Mittlerweile ist die Ära der sozialen Netzwerke angebrochen. Auf Myspace entdeckt Rocky Frisco einen von Gouveias Songs. Der ehemalige Pianist von Gouveias Lieblingsmusiker JJ Cale lädt ihn, den Fan, nach Tulsa im US-Bundesstaat Oklahoma ein. Gouveia nimmt die Einladung an. Vor Ort stellt sich jedoch heraus, dass Frisco nich,t wie von Gouveia angenommen, ein Millionär mit eigener Villa ist. „Er hatte nicht viel Geld und spielte vier bis fünf Konzerte die Woche, um über die Runden zu kommen“, schildert Gouveia, der schließlich vier Jahre in den USA bleibt. In der Heimatstadt des legendär entspannten JJ Cale, sowie im Nachbarstaat Texas fühlt sich Gouveia musikalisch wohl und verdient seinerseits Geld mit Solo-Auftritten auf Geburtstagfeiern, Grillabenden oder gar in Bowling-Zentern. Für einen Auftritt in der berühmten 6th Street in Austin reicht es leider nicht. Gegen Ende seines amerikanischen Aufenthaltes unterschreibt er sogar einen Lizenzvertrag mit Captiva Records, die Plattenfirma veröffentlicht Gouveias erstes Solo-Album, Road US 75. Der Erfolg lässt jedoch weiter auf sich warten.

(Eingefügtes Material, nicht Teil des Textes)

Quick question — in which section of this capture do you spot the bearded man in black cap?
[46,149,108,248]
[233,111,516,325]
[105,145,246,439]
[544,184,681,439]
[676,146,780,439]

Als er 2010 seine Eltern in Luxemburg besucht, beschließt er kurz darauf, sein interessantes, aber prekäres Abenteuer in den USA zu beenden und sein Glück hier zu versuchen. „Ich hatte das unsichere Leben des wandelnden Musikers und die vielen Nächte, die ich bei Bekannten auf deren Sofas verbringen musste, satt“, berichtet er. Im Großherzogtum arbeitet er tagsüber für verschiedene Filmstudios, abends widmet er sich der Musik und gelegentlichen Solo-Auftritten. Nach und nach lernt er Größen der überschaubaren Luxemburger Blues- und Jazzszene kennen: Romain Heck, Jeff Herr oder auch René Cavallini werden nicht nur Musikerkollegen, sondern Freunde. Mit Sorgfalt gründet er eine neue Gruppe, die, à la Van Halen, den Namen des prominentesten Mitglieds trägt: „Lata“ Gouveia. Dann geht es sehr schnell. Im Januar 2013 gewinnt er mit seiner Band den Musik-Wettbewerb Purple Idols im Mondorfer Casino. Plötzlich gibt es verstärktes Medieninteresse und entsprechende Engagements wie das All-American Music Festival und Rock um Knuedler. Lata Gouveia spielt kurz vor dem Headliner BAP, das Wetter ist ideal und das große Publikum lässt sich vom deftigen Blues-Rock mitreißen. In nächster Zukunft will sich Gouveia auf den Benelux-Raum konzentrieren und dort so viele Live-Auftritte wie möglich mit seiner Band absolvieren.